How can exclude the beta versions from the downloads in the $program READ?
$programREAD = Get-ChildItem “.\$folderName\” -name | Sort-Object -Descending | Where-Object {$_.Name -NotMatch “nls”} | Select-Object -First 1
Thanks
Hi Akram,
It depends what website you’re trying to crawl and how their page is laid out in HTML. If the link contains the word “beta” then you can exclude links that contain that string inside the < a > tags. Just an example – it’ll really depend on the web page.
Hello Boris
Page: How to Crawl Websites to Download Software Updates with PowerShell
How to change the script to exculde the beta version from the download?
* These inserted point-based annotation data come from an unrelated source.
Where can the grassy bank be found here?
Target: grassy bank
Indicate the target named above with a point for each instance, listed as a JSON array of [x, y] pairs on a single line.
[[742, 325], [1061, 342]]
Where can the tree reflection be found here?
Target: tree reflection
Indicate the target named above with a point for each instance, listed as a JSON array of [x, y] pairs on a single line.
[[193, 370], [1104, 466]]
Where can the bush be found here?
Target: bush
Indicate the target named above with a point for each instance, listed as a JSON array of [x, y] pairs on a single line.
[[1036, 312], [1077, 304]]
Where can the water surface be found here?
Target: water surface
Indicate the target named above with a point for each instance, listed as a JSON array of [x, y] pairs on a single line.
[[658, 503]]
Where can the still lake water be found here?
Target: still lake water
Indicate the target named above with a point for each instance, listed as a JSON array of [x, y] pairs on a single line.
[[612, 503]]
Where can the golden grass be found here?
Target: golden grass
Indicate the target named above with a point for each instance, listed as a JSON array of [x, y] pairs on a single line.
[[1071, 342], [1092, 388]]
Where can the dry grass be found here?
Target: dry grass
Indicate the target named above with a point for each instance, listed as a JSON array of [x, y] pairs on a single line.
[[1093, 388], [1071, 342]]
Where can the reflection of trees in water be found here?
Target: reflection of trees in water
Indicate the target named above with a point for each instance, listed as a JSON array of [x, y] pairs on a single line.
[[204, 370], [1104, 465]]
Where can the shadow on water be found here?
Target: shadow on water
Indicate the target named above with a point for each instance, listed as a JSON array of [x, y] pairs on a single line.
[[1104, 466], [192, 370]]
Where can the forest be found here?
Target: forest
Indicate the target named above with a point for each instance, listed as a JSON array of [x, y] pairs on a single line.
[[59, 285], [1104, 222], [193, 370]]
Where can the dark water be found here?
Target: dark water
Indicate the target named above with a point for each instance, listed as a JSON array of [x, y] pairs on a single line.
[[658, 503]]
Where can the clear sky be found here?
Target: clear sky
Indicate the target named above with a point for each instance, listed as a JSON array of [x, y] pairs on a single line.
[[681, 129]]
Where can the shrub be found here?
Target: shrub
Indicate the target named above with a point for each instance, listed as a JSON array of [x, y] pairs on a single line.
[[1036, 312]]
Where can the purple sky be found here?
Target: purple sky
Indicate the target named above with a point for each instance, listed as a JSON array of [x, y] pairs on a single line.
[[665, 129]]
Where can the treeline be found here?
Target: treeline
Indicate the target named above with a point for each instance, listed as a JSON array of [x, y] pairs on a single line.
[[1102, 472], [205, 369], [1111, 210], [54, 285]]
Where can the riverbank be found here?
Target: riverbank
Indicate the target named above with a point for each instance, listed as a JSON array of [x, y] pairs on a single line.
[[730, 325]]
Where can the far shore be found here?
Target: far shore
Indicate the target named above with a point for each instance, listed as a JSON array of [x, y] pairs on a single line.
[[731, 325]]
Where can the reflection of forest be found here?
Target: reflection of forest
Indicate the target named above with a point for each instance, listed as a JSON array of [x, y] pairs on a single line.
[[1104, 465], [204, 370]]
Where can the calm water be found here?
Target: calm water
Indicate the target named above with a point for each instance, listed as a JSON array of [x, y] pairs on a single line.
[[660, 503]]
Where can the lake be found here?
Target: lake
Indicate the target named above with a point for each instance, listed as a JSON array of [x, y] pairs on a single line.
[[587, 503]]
$programREAD = Get-ChildItem “.\$folderName\” -name | Sort-Object -Descending | Select-Object -First 1
Thanx
Hi Boris,
I’m using the script to download the 7-zip updates from the URL: http://www.7-zip.org/download.html
Above on the page of the download site you can see the beta name and the version number. would you like
to help me with this?
thank you very much.
Akram
With the way the 7zip download page is built, there is no good easy way to do this, however, if we assume the beta will always be the first link displayed, then we can simply change $programURL = $program[0] to $programURL = $program[1] to select the second 64 bit MSI download displayed on the page instead of the first, which in this case will be the non-beta version.
This is gold!!